Conversion Optimization

转化优化

  • Reduce friction: Minimize form fields, enable social login
  • Social proof: Show user counts, testimonials, logos
  • Urgency: Trial countdown, limited-time offers (use sparingly)
  • Value demonstration: Interactive demos, free tier with clear upgrade path
  • Personalization: Onboarding flow based on use case selection

  • 降低摩擦:减少表单字段数量,支持社交账号登录
  • 社交证明:展示用户数量、客户 testimonial、合作品牌标志
  • 紧迫感:试用倒计时、限时优惠(谨慎使用)
  • 价值展示:交互式演示、带有清晰升级路径的免费版
  • 个性化:根据用户选择的使用场景定制引导流程

Growth Metrics

增长指标

MetricFormulaTarget
Activation rateActivated / Signed up> 40%
Trial-to-paidPaid / Trial started> 15%
Net revenue retention(Start MRR + Expansion - Contraction - Churn) / Start MRR> 110%
Viral coefficientInvites sent * Conversion rate> 0.5
Time to valueMedian time from signup to aha moment< 5 min
DAU/MAU ratioDaily active / Monthly active> 20%

指标计算公式目标值
激活率激活用户数 / 注册用户数>40%
试用转付费付费用户数 / 开始试用用户数>15%
净收入留存率(期初MRR + 扩容收入 - 缩容收入 - 流失收入)/ 期初MRR>110%
病毒系数发出邀请数 * 转化率>0.5
价值实现时间从注册到顿悟时刻的中位时长<5分钟
DAU/MAU比率日活跃用户数 / 月活跃用户数>20%

Experimentation Platforms

实验平台

PlatformTypeBest For
PostHogSelf-hosted/cloudFull-stack, open source
LaunchDarklyCloudFeature flags at scale
StatsigCloudAuto-stats, warehouse-native
GrowthbookSelf-hosted/cloudOpen source, Bayesian stats
OptimizelyCloudEnterprise, multi-channel

平台类型适用场景
PostHog自托管/云服务全栈、开源
LaunchDarkly云服务大规模功能标志管理
Statsig云服务自动统计、数据仓库原生
Growthbook自托管/云服务开源、贝叶斯统计
Optimizely云服务企业级、多渠道

Related Resources

相关资源

  • ~/.claude/skills/product-analytics/SKILL.md
    - Analytics and tracking
  • ~/.claude/agents/product-analytics-specialist.md
    - Analytics agent
  • ~/.claude/skills/authentication-patterns/SKILL.md
    - Auth for PLG

Measure everything.

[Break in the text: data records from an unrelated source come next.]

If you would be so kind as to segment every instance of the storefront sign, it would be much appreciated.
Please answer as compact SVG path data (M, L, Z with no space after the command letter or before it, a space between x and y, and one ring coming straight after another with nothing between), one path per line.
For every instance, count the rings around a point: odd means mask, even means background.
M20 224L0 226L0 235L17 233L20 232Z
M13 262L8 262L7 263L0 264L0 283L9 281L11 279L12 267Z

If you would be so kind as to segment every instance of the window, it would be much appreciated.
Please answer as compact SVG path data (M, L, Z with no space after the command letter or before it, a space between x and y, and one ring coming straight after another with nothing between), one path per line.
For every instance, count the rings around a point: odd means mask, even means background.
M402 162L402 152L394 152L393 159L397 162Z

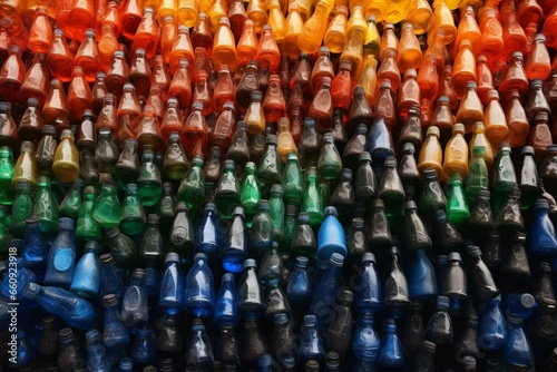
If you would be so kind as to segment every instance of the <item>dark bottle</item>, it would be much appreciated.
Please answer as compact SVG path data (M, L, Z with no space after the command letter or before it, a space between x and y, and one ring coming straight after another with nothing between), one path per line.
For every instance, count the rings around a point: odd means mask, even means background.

Experiment constantly. Remove what doesn't work.
  • ~/.claude/skills/product-analytics/SKILL.md
    - 分析与追踪
  • ~/.claude/agents/product-analytics-specialist.md
    - 分析Agent
  • ~/.claude/skills/authentication-patterns/SKILL.md
    - PLG场景下的身份验证

Measure everything. Experiment constantly. Remove what doesn't work.